Member of the Provincial Assembly of the Punjab
- Incumbent
- Assumed office 24 February 2024
- Constituency: PP-208 Khanewal-VI
- In office August 2013 – 31 May 2018
- Constituency: PP-217 (Khanewal-VI)
- In office 9 April 2008 – December 2012
- Constituency: PP-217 (Khanewal-VI)
- In office 15 August 2018 – 14 January 2023
- Constituency: PP-208 Khanewal-VI

Personal details
- Born: 18 August 1973 (age 52) Khanewal, Punjab, Pakistan
- Party: PMLN (2008-present)

= Rana Babar Hussain Abid =

Pakistani politician

Rana Babar Hussain Abid is a Pakistani politician who has been a member of the Provincial Assembly of the Punjab from PP-208 Mian Channu from February 2024 till date. Previously, he was a Member of the Provincial Assembly of the Punjab from April 2008 to December 2012 and again from August 2013 to May 2018, and again from August 2018 to January 2023.

==Early life and education==
He was born on 18 August 1973 in Mian Channu.

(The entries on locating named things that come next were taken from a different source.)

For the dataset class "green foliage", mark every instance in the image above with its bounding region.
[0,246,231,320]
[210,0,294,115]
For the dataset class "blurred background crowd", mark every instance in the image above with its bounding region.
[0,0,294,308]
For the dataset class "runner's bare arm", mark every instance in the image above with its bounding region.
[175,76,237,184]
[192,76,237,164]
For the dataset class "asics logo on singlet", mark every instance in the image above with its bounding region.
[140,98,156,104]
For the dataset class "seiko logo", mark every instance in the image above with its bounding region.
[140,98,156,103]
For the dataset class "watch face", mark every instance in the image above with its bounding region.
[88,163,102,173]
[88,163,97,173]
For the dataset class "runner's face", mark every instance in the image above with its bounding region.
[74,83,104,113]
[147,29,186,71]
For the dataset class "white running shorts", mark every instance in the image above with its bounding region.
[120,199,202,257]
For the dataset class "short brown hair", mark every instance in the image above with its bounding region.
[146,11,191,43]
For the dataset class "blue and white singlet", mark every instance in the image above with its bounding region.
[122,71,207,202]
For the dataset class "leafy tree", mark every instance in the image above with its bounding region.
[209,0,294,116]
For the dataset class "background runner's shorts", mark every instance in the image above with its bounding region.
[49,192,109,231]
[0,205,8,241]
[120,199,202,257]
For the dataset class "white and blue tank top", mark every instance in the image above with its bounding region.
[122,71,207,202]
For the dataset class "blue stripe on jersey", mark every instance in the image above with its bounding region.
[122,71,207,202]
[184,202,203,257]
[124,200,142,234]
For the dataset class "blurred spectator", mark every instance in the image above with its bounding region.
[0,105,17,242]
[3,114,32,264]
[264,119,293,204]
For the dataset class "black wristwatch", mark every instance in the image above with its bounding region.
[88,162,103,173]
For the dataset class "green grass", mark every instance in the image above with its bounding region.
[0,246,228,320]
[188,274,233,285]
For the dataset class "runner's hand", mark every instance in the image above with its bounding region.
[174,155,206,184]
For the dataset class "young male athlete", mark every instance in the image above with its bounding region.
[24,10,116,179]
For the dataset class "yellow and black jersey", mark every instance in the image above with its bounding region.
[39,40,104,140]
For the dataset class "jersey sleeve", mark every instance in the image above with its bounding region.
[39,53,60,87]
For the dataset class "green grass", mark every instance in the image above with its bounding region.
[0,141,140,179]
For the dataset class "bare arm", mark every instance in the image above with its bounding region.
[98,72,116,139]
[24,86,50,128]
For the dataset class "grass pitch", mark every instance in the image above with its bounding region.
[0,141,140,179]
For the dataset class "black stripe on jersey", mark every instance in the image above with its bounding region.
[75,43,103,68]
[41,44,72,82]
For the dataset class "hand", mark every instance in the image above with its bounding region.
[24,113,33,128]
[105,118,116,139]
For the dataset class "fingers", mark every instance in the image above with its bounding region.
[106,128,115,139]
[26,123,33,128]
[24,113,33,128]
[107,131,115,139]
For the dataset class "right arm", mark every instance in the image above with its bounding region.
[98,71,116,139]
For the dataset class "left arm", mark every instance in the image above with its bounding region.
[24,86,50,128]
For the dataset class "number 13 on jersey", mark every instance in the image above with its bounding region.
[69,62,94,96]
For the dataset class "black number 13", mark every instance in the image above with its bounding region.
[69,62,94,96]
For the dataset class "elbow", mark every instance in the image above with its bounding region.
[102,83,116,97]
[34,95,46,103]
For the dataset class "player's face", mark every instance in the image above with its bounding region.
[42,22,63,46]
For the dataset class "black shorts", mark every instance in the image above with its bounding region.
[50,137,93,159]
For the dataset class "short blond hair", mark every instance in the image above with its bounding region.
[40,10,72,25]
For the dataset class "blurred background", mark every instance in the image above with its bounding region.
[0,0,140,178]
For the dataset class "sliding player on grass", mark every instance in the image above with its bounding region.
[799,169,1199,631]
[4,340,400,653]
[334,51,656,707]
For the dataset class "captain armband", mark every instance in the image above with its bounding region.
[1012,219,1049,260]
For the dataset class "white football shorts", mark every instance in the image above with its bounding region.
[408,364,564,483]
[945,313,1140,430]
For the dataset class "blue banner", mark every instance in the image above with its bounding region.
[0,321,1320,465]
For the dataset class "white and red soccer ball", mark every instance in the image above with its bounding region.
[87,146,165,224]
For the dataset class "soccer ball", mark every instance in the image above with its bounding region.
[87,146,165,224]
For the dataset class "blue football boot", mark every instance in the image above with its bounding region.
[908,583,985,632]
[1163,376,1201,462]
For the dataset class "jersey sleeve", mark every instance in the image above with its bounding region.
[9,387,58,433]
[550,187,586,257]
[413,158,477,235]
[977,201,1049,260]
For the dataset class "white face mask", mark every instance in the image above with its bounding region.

He received a degree of Bachelor of Commerce from Hailey College of Commerce and a degree of Master of Business Administration which he received in 1996 from Philippine School of Business Administration.

==Political career==
He was elected to the Provincial Assembly of the Punjab as a candidate of the Pakistan Peoples Party (PPP) from Constituency PP-217 (Khanewal-VI) in the 2008 Pakistani general election. He received 39,938 votes and defeated Zahoor Hussain Qureshi.

In December 2012, he quit the PPP and joined the Pakistan Muslim League (N) (PML-N). He also resigned from his Punjab Assembly seat.

In 2013, he was allocated a PML-N ticket to contest the 2013 general election from Constituency NA-217 (Khanewal-VI). However, the election in the constituency was postponed after the death of a candidate.

He was re-elected to the Provincial Assembly of the Punjab as a candidate of PML-N from Constituency PP-217 (Khanewal-VI) in by-polls held in August 2013.

He was re-elected to the Provincial Assembly of the Punjab as a candidate of PML-N from Constituency PP-208 (Khanewal-VI) in the 2018 Pakistani general election.